Seeing but Not Thinking: Routing Distraction in Multimodal Mixture-of-Experts
2026-04-09 • Computer Vision and Pattern Recognition
Computer Vision and Pattern RecognitionArtificial IntelligenceComputation and Language
AI summaryⓘ
The authors studied special AI models that handle both images and text, called multimodal Mixture-of-Experts (MoE) models. They found that these models can see what's in an image but struggle to think about it properly afterward, unlike when the problem is given in just text. They discovered that the model routes image and text information differently inside, which causes the reasoning part to not activate well for images. To fix this, they proposed a method to better guide the model's routing so reasoning experts get more involved. Their tests showed this improves the model's performance on visual reasoning tasks across various benchmarks.
Multimodal ModelsMixture-of-Experts (MoE)Vision-Language TasksCross-modal Semantic SharingRouting MechanismDomain ExpertsVisual ReasoningRouting DistractionBenchmark Evaluation
Authors
Haolei Xu, Haiwen Hong, Hongxing Li, Rui Zhou, Yang Zhang, Longtao Huang, Hui Xue, Yongliang Shen, Weiming Lu, Yueting Zhuang
Abstract
Multimodal Mixture-of-Experts (MoE) models have achieved remarkable performance on vision-language tasks. However, we identify a puzzling phenomenon termed Seeing but Not Thinking: models accurately perceive image content yet fail in subsequent reasoning, while correctly solving identical problems presented as pure text.

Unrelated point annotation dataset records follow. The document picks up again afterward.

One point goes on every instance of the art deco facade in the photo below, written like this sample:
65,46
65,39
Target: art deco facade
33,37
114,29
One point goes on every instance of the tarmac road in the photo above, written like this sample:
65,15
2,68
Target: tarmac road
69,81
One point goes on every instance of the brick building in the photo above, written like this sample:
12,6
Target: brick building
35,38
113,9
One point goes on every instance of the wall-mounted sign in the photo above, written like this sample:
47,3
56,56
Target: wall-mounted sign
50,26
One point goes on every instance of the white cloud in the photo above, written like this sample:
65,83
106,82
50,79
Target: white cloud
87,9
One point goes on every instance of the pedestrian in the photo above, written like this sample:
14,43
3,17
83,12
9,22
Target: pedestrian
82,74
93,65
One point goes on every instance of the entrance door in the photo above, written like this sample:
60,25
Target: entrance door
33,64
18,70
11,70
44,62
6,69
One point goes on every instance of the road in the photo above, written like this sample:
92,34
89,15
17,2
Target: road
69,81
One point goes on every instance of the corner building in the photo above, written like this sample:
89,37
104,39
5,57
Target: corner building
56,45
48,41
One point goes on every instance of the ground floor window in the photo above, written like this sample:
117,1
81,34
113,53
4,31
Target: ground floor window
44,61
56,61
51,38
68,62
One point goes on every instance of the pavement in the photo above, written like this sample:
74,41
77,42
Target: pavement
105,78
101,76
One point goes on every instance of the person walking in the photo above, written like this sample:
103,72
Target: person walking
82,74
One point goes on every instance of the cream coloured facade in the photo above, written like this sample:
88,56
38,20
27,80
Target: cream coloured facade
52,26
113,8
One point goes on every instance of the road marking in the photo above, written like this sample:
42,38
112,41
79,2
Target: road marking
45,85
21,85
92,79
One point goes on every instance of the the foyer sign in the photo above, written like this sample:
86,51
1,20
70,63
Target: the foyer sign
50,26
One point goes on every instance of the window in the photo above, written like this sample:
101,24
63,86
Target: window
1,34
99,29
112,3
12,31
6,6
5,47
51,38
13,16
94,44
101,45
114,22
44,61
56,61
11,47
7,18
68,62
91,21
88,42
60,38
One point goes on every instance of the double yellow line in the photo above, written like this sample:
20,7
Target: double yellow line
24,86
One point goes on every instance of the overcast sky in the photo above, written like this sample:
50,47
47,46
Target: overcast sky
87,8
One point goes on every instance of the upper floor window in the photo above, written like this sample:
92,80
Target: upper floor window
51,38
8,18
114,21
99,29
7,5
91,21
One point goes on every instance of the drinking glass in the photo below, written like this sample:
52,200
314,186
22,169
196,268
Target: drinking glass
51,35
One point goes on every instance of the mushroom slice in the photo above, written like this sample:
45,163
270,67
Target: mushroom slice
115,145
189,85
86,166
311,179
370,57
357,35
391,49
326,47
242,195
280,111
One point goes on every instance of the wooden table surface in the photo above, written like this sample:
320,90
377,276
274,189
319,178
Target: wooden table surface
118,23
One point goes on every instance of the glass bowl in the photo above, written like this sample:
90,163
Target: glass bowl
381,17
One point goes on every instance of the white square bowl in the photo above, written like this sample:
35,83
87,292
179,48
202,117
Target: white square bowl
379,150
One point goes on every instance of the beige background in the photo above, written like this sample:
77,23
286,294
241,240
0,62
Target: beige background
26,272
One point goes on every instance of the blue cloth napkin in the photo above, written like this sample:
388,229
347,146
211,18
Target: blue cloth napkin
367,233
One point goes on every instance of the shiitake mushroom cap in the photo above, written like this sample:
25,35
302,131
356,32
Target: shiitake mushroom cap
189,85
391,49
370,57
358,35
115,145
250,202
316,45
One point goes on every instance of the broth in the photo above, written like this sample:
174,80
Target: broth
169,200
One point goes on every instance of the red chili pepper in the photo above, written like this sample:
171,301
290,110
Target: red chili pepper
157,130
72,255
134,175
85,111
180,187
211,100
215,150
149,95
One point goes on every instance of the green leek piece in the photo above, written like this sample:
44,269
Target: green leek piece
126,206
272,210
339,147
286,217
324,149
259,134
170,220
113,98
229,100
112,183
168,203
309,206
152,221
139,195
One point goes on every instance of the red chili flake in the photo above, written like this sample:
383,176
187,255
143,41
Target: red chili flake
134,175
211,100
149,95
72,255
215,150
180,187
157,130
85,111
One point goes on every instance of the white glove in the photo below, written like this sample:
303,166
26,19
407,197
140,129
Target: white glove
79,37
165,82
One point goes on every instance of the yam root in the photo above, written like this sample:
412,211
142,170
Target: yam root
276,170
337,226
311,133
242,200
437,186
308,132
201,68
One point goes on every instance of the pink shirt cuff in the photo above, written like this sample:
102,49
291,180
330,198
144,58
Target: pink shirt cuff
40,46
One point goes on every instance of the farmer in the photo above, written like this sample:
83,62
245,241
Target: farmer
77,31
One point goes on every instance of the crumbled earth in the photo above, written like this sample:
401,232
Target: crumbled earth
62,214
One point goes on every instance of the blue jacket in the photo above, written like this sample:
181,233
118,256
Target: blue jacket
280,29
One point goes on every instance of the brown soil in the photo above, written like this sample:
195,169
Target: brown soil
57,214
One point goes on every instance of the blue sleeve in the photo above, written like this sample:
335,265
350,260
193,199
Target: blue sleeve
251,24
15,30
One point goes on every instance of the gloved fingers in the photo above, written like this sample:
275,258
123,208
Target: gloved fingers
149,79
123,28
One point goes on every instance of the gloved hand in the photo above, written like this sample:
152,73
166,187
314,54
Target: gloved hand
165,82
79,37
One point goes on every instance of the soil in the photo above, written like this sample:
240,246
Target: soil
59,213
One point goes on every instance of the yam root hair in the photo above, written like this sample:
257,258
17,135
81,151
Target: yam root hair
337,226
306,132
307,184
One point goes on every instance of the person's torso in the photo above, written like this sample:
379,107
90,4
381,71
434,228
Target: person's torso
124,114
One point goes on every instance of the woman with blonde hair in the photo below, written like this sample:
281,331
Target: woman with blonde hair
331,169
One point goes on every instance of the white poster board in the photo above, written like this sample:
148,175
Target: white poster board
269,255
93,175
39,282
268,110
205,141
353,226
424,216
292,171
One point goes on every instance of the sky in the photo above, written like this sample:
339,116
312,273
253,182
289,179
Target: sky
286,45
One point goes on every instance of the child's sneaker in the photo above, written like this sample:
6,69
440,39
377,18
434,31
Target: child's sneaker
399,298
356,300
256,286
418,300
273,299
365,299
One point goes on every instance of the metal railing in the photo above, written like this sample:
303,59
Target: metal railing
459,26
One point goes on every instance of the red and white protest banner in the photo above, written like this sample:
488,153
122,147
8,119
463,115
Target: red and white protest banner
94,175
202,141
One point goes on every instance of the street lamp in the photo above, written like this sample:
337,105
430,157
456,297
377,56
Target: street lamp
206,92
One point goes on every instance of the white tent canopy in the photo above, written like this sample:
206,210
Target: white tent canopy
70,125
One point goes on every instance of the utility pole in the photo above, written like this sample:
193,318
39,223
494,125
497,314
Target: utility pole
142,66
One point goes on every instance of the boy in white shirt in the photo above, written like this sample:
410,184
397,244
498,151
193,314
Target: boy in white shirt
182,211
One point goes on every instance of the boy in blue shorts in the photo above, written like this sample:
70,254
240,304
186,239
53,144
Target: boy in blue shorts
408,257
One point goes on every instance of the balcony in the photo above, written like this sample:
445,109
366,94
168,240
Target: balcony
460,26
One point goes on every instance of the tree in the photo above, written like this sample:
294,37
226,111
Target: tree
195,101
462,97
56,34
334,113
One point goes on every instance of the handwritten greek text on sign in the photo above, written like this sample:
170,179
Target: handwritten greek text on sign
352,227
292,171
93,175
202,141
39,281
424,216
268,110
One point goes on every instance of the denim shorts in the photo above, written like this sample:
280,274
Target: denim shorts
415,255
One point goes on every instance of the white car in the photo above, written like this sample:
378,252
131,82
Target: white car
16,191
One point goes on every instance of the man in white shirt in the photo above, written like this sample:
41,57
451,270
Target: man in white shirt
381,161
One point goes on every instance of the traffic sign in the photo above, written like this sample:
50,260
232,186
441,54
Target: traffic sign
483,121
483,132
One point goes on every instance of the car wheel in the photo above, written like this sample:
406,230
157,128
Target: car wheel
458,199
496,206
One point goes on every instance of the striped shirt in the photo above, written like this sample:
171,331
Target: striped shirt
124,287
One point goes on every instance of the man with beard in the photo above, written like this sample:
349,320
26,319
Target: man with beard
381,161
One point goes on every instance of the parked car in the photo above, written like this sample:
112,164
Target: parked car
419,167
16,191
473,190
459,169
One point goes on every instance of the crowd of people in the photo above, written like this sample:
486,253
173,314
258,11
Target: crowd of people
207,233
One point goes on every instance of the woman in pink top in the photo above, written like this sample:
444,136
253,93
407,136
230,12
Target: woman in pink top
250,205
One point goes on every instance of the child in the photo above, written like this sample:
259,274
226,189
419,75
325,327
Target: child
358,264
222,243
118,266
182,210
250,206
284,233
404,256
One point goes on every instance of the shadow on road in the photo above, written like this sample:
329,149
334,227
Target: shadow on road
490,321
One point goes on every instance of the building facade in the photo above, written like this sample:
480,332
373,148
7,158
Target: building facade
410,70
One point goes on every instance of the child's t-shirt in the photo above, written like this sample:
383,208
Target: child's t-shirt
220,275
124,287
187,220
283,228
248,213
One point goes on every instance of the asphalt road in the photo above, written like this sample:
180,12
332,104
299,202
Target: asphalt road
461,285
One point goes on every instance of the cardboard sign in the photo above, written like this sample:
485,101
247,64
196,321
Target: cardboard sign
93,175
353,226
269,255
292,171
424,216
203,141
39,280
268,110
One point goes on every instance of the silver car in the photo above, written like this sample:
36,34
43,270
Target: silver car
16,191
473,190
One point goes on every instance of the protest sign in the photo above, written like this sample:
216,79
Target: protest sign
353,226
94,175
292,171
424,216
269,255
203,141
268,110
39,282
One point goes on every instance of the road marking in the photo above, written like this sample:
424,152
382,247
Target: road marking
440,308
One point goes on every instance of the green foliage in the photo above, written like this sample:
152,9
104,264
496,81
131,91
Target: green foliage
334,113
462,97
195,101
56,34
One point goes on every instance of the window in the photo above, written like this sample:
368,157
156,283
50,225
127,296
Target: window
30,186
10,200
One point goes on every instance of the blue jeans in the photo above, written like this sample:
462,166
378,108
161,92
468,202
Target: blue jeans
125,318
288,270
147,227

Through systematic analysis, we first verify that cross-modal semantic sharing exists in MoE architectures, ruling out semantic alignment failure as the sole explanation. We then reveal that visual experts and domain experts exhibit layer-wise separation, with image inputs inducing significant routing divergence from text inputs in middle layers where domain experts concentrate. Based on these findings, we propose the Routing Distraction hypothesis: when processing visual inputs, the routing mechanism fails to adequately activate task-relevant reasoning experts. To validate this hypothesis, we design a routing-guided intervention method that enhances domain expert activation. Experiments on three multimodal MoE models across six benchmarks demonstrate consistent improvements, with gains of up to 3.17% on complex visual reasoning tasks. Our analysis further reveals that domain expert identification locates cognitive functions rather than sample-specific solutions, enabling effective transfer across tasks with different information structures.